Sans Sabalenka, qui pour battre Rybakina à Doha ?

Rybakina et son trophée à Melbourne.
Rybakina et son trophée à Melbourne.REUTERS/Hollie Adams

Une semaine à peine après son deuxième titre en Grand Chelem, Elena Rybakina a l'occasion dès dimanche au WTA 1000 de Doha d'affirmer sa suprématie sur dur, en l'absence de la patronne du circuit Aryna Sabalenka.

Malgré le forfait de la n°1 mondiale, officialisé mercredi et dû selon la WTA à un "changement de programmation" pour la Bélarusse, le plateau reste de qualité pour ce premier WTA 1000 de la saison qui sera immédiatement suivi de celui de Dubai (15-21 février).

La n°2 mondiale Iga Swiatek et la tenante du titre au Qatar Amanda Anisimova (4e) seront de la partie, comme la double lauréate américaine de tournois du Grand Chelem Coco Gauff (5e).

Titrée sur les courts en dur de Doha (2022, 2023, 2024), la Polonaise aura certainement à cœur de prendre sa revanche sur Rybakina, qui l'a éliminée en quarts de finale de l'Open d'Australie trois jours avant de gagner le titre à Melbourne en dominant en finale Aryna Sabalenka.

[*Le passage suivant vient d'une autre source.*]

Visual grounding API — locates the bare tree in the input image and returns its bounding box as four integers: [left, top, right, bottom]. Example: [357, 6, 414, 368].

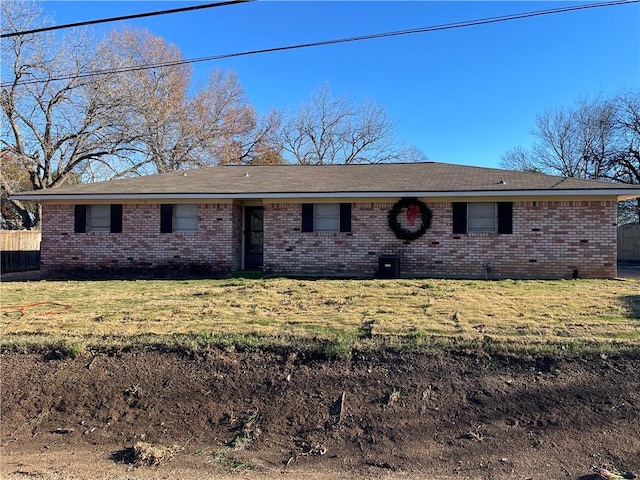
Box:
[501, 90, 640, 222]
[280, 85, 415, 164]
[609, 91, 640, 223]
[0, 1, 280, 228]
[0, 2, 134, 228]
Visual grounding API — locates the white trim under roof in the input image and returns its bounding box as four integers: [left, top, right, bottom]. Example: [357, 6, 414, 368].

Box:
[10, 188, 640, 202]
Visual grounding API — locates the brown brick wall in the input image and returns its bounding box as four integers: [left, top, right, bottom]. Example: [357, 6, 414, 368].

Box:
[41, 204, 241, 271]
[41, 201, 616, 278]
[265, 201, 616, 278]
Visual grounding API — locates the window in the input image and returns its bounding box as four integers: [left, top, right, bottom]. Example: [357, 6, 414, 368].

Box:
[160, 203, 198, 233]
[453, 202, 513, 234]
[302, 203, 351, 232]
[313, 203, 340, 232]
[87, 205, 111, 232]
[74, 204, 122, 233]
[467, 202, 498, 233]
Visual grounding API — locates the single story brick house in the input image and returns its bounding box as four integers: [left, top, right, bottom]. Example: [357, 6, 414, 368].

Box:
[8, 162, 640, 278]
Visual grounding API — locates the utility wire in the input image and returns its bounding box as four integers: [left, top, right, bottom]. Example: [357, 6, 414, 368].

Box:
[0, 0, 640, 88]
[0, 0, 254, 38]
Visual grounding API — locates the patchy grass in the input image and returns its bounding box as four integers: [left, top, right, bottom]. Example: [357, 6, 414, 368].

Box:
[0, 278, 640, 357]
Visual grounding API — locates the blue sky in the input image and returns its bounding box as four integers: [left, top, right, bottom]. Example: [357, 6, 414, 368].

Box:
[36, 0, 640, 167]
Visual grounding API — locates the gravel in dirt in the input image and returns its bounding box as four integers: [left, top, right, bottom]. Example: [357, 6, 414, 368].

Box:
[0, 350, 640, 480]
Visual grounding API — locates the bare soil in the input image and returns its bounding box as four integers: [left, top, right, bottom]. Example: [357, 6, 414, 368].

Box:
[0, 350, 640, 480]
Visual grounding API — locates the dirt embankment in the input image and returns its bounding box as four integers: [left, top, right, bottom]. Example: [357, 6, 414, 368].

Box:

Mais depuis la fin de la saison 2025, la Kazakhstanaise est quasiment inarrêtable.

Sacrée au WTA 500 de Ningbo en octobre, au Masters de Ryad en novembre et à Melbourne en janvier, la lauréate de l'édition 2022 de Wimbledon affiche un bilan de 22 victoires pour trois défaites (dont une par forfait) depuis le début du mois d'octobre.

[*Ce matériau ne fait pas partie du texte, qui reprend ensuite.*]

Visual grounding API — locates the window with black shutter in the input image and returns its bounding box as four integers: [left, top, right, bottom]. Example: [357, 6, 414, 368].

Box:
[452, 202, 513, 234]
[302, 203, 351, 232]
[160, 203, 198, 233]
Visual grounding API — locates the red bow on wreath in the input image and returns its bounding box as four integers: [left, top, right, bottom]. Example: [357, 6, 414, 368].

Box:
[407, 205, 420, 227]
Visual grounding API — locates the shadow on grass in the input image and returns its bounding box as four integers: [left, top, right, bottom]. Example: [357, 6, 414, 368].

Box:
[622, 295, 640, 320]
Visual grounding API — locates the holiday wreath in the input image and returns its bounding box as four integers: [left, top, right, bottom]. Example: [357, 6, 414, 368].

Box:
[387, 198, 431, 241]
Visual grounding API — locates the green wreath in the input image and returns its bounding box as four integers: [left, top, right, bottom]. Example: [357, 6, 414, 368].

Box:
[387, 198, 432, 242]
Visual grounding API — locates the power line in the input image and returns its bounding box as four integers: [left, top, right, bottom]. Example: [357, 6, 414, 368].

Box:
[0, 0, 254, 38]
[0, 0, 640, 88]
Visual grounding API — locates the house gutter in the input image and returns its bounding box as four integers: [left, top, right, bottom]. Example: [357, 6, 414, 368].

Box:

Quart-de-finaliste à Doha en 2025, Rybakina a moins de points à défendre au Qatar que Swiatek, demi-finaliste sortante.

Déjà titulaire du meilleur classement de sa carrière, la puissante serveuse kazakhstanaise pourrait donc supplanter la Polonaise au deuxième rang mondial en cas de bon parcours à Doha.

L'écart entre les deux joueuses au classement WTA est inférieur à 400 points, or la championne de Doha récoltera 1.000 unités et la finaliste 650.

Sans Osaka ni Boisson

Après son sacre à Melbourne, Rybakina a déclaré avoir "de grands objectifs", sans préciser lesquels.

Dans l'immédiat, son but est de stabiliser son niveau de jeu et ses résultats "tout au long de la saison", a-t-elle affirmé. Exemptée de premier tour à Doha, elle débutera son parcours contre la Chinoise Wang Xinyu (33e) ou la Colombienne Emiliana Arango (46e).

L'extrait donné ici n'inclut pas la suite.